第91話

「なんか追い出したみたいだけど、いいの?大石さん。」

「うん、別に大丈夫。さ、片付けようよ。先輩たちが来るまでに、できるだけきれいにしよう。池田君、そっちのぼって。」

 何か体を動かさないと気持ちがスッキリしなさそうだったので、ユリカは池田と一緒に暗幕を外しにかかった。すると今まで薄暗い蛍光灯で照らされていた教室が、秋の午後の、ものく柔らかい日差しでいっぱいになった。

 ――わあ、気持ちがいい・・・。

 ユリカは暗幕を手に持ったまま、じっと外を見つめた。

 ――わたし何やってたんだろ・・・。さっきはあんなつっけんどんに言って、倉田くんに悪いことしたな・・・。まったく、自分でも意味わかんない・・・。

 去年、ユリカが校舎の間から見たのと同じ斜陽が、ごつごつしていたユリカの心をやさしくゆっくりと、滑らかに溶かしていくような気がした。

 彼女はいてもたってもいられなくなって、池田にちょっと悪いねと言って、アイフォンを取り出し

“さっき、なんか冷たい言い方してごめんなさい。ちょっとライヴ前で気が立ってて・・・西川さんにもヨロシクね”

 と倉田に送信した。すぐに返信があった。

“全然気にしてないよ。マジライヴ頑張れ”

 ユリカはアイフォンを握り締め、ホッとして再び外を眺めた。西日に照らされた、紅葉にはまだ早い、やや薄緑色をした葉を抱えた大きなイチョウがたたずんでいる。
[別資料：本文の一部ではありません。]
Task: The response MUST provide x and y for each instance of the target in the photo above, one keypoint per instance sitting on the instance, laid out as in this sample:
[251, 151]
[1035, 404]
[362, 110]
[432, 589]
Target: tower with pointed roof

金色のちひさき鳥のかたちして・・・いちょう散るなり夕日の丘に・・・


 ユリカはそっとつぶやき、ようし、ライヴは全開で行くぞ!と気合を入れた。

 そのまま一生懸命ユリカが片付けをしていると、どやどやと須永たちが戻ってきた。ユリカの姿を認めた須永は

「あれ、そんなことしなくていいよ、大石さん。そろそろ準備に行ったほうがいいんじゃない?」

 と言って、ユリカを講堂へ急がせた。

「みんなで観に行くからね!頑張って!」

 部員全員に見送られ、ユリカは少し肌寒くなってきた空気にブレザーをはおり、ギターケースを背負って2―B教室を出た。